Like MSNBC, the UN, and other ‘organizations’, they are trying to justify these actions. They have no moral compass and no sense of fundamental right and wrong.
What was done was not war, it was terrorism. Plain and simple.
The Harvard students in particular are being taken to task. Harvard’s former president, Larry Summers, has spoken out about this as well as Harvard’s delayed response.
And now Wall Street is speaking as well. They want to know who the students are who support the murder of children. So they can be sure to NOT hire them in the future.
But Wall Street appears even less forgiving with billionaire hedge fund manager Bill Ackman revealing that his fellow bosses want to know who they are so ‘none of us inadvertently hire any of their members’.
And because people outside of their rarified academic echo chamber are calling them on their inhumanity, the student groups are running like scared rats–taking down websites, uploading a new document that doesn’t name the groups, etc. Because their folly has been shown to them in a big mirror.

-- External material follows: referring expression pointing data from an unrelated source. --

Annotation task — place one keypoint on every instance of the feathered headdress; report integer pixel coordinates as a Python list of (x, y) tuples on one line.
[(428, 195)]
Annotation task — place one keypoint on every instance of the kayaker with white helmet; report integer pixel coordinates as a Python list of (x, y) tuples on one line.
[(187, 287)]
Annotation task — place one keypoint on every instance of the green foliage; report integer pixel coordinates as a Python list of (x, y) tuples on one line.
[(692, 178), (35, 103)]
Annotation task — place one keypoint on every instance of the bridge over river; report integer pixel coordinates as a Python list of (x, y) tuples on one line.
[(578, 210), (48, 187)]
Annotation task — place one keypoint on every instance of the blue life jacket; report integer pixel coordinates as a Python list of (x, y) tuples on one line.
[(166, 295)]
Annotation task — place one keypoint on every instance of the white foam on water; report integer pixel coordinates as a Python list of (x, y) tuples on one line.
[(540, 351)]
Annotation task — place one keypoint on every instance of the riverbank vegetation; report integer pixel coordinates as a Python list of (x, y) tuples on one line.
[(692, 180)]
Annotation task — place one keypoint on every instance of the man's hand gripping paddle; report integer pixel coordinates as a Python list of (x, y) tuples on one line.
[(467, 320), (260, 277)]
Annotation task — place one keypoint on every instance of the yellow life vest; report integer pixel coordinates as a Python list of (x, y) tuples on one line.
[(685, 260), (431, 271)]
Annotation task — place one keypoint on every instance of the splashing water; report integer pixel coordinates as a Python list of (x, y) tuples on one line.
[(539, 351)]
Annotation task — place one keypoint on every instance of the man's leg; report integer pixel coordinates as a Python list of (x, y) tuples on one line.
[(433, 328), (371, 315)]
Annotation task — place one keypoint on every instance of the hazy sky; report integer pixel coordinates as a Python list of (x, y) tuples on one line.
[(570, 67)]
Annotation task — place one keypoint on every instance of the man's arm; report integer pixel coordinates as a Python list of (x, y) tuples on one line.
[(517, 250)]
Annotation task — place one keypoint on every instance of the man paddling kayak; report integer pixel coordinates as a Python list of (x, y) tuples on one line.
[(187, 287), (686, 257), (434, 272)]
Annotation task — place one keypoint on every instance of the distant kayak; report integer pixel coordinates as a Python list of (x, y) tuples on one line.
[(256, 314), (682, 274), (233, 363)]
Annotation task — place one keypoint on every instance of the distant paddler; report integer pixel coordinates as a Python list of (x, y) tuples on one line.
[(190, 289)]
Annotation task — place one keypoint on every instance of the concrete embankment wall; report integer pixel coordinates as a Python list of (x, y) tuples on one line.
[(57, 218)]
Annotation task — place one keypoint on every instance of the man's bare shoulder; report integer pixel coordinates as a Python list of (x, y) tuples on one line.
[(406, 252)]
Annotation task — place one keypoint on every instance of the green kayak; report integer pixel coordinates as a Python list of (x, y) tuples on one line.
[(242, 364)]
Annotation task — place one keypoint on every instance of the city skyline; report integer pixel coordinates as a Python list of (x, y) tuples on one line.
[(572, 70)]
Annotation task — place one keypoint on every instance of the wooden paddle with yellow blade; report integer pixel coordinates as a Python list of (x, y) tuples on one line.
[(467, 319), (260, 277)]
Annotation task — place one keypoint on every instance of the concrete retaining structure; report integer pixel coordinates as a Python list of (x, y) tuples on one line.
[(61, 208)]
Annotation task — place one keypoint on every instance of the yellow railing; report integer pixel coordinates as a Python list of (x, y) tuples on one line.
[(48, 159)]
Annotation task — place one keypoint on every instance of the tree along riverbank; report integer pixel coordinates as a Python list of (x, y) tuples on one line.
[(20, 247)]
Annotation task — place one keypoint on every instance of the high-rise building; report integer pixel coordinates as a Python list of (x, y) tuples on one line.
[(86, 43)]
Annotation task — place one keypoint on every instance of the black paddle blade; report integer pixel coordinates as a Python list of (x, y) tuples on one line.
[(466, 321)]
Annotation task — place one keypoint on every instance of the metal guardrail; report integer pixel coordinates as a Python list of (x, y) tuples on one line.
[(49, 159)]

‘For student safety, the names of all original signing organizations have been concealed at this time,’ it added.
Harvard law student Danielle Mikaelian said she had stepped down from her role as a board member of one of the student groups that co-signed the controversial statement, calling it ‘egregious’.
But it’s too late, the interwebz are forever. And because there were so many groups involved, the entire Harvard brand is now tainted.
I found this commentary to be interesting and quite telling. It’s from Elbridge Colby, a former Pentagon official:
“I think it’s not surprising a generation or two ago, these famous institutions, whatever their flaws — it was Princeton in the nation’s service. Or, you know, if you go to Harvard, the big dining hall is dedicated to Union Soldiers who died in the Civil War. That’s not the mentality that’s being cultivated. There’s a basic love of country, and a sense of public service that is obviously very much gone from these famous institutions that should be creating an elite that’s doing a better job than we have over the last 20 years,” he said.
He added that the “same people” who’ve gone through elite universities have overseen a “dramatic decline” in America’s global standing and economic position.
“So, why are we listening to them?” Colby asked.
If these students cannot get into positions of power anymore, it will be of benefit to the country.